まず現状のカードとつなげ、「現在の何が続くと、その展開につながりそうなのか」を考えてみましょう。
たとえば未来に塔が出た場合も、「必ず破局する」と読むのではなく、「現在の前提が崩れる可能性」「予想外の変化に備える必要」「関係を一度見直す必要」など、質問に応じた複数の読み方が考えられます。
そのうえで、自分が確認できる事実や変えられる行動を考えることが大切です。
- 同じ質問で何度も引き直してもよいですか?
-
何度も引き直すと、それぞれの結果の違いが気になり、かえって判断しづらくなることがあります。

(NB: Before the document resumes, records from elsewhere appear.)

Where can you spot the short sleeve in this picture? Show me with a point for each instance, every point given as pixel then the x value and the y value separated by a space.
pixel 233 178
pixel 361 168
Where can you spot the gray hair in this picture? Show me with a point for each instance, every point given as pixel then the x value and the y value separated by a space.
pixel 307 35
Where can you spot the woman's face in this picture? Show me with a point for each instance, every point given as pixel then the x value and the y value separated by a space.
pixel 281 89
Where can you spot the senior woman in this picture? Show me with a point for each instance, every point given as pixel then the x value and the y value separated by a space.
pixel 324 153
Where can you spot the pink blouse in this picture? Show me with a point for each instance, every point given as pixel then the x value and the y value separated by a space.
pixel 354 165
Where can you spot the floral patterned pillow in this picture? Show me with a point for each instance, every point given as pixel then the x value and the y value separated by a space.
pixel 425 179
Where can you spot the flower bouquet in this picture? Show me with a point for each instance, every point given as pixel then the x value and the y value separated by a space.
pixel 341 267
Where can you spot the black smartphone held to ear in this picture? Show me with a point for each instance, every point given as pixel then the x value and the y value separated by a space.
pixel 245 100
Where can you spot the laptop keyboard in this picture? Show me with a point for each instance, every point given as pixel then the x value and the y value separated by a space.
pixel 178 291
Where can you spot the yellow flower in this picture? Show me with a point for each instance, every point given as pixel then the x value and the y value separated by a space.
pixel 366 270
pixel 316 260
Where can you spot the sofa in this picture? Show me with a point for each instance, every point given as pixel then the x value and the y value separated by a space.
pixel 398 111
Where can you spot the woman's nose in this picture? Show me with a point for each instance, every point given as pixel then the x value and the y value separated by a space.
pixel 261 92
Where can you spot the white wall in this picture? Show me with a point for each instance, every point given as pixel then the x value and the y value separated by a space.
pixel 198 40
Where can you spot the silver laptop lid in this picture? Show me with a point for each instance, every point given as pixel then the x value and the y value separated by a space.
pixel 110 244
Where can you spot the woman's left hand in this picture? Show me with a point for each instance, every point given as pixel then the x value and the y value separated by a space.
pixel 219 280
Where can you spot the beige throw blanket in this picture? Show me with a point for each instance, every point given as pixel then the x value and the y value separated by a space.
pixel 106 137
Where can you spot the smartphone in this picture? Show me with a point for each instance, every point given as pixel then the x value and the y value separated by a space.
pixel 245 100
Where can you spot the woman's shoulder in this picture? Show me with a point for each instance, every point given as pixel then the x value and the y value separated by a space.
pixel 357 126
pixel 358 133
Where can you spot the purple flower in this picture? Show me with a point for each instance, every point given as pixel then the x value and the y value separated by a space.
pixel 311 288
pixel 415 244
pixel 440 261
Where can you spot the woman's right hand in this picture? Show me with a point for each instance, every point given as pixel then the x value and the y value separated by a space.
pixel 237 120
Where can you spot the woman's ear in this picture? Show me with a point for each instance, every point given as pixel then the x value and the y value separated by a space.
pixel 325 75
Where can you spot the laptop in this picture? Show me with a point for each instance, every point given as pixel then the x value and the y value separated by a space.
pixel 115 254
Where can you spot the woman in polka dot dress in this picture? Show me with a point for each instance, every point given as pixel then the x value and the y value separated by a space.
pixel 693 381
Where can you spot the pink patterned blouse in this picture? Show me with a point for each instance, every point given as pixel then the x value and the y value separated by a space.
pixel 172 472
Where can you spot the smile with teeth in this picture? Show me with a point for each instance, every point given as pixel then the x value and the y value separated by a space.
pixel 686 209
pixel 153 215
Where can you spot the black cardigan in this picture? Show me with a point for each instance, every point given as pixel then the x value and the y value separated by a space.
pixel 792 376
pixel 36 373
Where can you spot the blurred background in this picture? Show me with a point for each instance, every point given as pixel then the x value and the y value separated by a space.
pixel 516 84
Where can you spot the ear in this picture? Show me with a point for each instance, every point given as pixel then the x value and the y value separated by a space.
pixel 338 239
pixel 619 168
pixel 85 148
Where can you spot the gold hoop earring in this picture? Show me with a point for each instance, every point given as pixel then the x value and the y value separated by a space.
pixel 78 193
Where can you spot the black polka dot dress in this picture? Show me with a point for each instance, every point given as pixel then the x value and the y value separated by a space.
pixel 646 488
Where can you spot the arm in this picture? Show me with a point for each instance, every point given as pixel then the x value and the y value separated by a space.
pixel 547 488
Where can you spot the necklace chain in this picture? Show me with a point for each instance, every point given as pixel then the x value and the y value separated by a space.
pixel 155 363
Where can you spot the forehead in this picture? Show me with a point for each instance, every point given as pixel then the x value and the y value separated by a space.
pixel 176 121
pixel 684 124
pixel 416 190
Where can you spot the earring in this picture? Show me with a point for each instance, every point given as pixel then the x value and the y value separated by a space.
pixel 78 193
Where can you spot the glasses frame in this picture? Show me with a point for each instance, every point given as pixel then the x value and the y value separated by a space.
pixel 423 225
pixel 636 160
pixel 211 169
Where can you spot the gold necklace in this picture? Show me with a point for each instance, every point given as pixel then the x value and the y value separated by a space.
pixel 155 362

一度展開したら、まず4枚の関係を十分に読み、感じたことを記録してみましょう。
追加でカードを引きたい場合には、「最初の結果が嫌だったからもう一度」ではなく、「私は何を見落としている?」「次に確認することは何?」など、別の目的を持った質問へ変える方法があります。
まとめ
ダイヤモンドクロスは、4枚のカードを使い、自分、相手、現在の関係、今後の展開という複数の視点から二者の関係を整理できるスプレッドです。
カードが少ないため初心者でも取り組みやすい一方、1枚ずつ独立して意味を当てはめるだけでは、ダイヤモンドクロスの良さを十分に生かせません。
まず質問を一つに絞り、カードを引く前に各ポジションの役割を固定しましょう。そのうえで、「自分と相手」という左右の関係、「現状から今後」という上下の流れを比較し、最後に4枚を一つの文章としてまとめるとリーディングしやすくなります。
特に相手の気持ちや未来については、カードから得た印象を事実として断定しないことが大切です。カードを見ながら、「私は何を気にしているのか」「まだ確認できていないことは何か」「私はこれからどうしたいのか」と問い直してみてください。
タロットは、答えを外から与えてもらうだけのものではなく、自分ではまだ言葉にできていない気持ちを見つめるきっかけにもできます。
ダイヤモンドクロスを練習するときも、カードの意味を完璧に覚えようとするより、一つの問いを丁寧に立て、4枚のつながりから自分なりの言葉を見つけていくことから始めてみてください。